Mnementh said:
Hmm, the numbers for Mandarin seem too high and the numbers for English too low. I assume this are only native speakers, because people that learned the languages should be much more. Mandarin is only one of the languages in China. The different languages in China like Mandarin, Kantonese, Wu, Min, Jin, Xiang and Hakka are often all called Chinese, but native speakers in one of these languages can't understand the other. They all share the same writing system though. With 1,3 billion chinese people, nearly everyone was counted as a native speaker of Mandarin. That can't be true. My teacher for Mandarin for instance came from Shanghai and learned it in school.
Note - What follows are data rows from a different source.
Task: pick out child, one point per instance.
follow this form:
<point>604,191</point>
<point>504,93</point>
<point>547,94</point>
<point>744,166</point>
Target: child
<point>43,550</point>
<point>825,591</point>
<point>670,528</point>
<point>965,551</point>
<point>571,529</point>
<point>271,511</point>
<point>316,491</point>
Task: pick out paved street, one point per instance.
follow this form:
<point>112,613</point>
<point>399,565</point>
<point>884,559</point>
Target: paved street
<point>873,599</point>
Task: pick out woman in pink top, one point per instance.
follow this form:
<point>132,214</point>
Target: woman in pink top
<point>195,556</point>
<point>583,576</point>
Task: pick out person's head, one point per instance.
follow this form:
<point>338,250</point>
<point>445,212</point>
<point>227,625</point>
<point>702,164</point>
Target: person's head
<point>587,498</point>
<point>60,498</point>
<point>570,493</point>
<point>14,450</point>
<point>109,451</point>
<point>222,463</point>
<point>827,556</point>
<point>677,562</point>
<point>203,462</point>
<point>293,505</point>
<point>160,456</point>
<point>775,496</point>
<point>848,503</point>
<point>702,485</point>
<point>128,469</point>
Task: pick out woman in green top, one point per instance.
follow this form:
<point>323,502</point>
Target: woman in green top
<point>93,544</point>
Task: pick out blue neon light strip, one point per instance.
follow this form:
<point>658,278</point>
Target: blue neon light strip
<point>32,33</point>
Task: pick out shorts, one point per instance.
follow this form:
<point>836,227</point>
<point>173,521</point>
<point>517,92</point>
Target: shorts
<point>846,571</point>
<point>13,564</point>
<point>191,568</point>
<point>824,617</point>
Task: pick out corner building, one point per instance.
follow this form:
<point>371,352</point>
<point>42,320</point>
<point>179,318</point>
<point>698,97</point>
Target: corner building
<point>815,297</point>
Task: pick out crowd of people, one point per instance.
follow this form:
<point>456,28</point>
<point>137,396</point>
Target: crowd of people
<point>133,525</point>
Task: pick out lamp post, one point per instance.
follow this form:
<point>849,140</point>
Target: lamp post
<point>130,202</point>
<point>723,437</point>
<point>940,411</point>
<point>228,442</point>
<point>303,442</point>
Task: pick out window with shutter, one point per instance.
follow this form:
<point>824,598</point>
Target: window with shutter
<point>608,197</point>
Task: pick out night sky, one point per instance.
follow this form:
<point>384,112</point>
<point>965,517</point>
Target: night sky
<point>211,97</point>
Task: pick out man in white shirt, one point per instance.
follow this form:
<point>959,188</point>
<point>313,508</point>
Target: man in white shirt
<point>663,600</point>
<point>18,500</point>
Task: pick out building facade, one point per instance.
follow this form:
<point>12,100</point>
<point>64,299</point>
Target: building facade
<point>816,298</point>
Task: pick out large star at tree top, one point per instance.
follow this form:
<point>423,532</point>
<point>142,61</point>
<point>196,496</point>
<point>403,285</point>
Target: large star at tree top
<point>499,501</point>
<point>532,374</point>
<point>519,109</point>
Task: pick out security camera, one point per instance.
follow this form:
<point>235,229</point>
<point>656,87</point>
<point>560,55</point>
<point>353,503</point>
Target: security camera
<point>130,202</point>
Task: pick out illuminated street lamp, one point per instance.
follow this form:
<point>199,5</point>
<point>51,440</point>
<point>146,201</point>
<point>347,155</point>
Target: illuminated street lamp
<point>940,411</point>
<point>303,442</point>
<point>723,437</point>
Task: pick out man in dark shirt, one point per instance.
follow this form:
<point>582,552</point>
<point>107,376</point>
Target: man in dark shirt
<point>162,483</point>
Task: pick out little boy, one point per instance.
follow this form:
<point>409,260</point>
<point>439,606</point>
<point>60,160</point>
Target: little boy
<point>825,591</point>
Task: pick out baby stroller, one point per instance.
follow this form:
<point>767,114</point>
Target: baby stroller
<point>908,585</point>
His native language is Wu (and other people from Suzhou said it's only a dialect of Wu). I somewhere read, there are 880 million native speakers of mandarine. German Wikipedia [1] says 867 million and the english wikipedia says 845 and 1.02 billion? http://de.wikipedia.org/wiki/Nordchinesische_Dialekte http://en.wikipedia.org/wiki/Mandarin_(linguistics) So lets say between 800 million and 1 billion. 1.2 billions seems way too high and probably counted "chinese" language, that includes the other chinese languages. English on the other hand seems very low. I assume that nearly every inhabitant of the US, GB and Australia speaks english as a native tongue. That alone makes 397 million. In many african countries people speak english or french as native tongues (that also makes me curious, why french isn't in that top ten). Hmm, that said, Wikipedia also counts native speakers of english not very high. Probably Mandarin is the clear winner, if counted the native speakers. Including people who speaks it as second language may be close for Mandarin and English. |
I know that the numbers vary a little in the actual value itself, however all across the board it seems to show that Russian and Japanese still make it top 10. That was the main reason I posted that.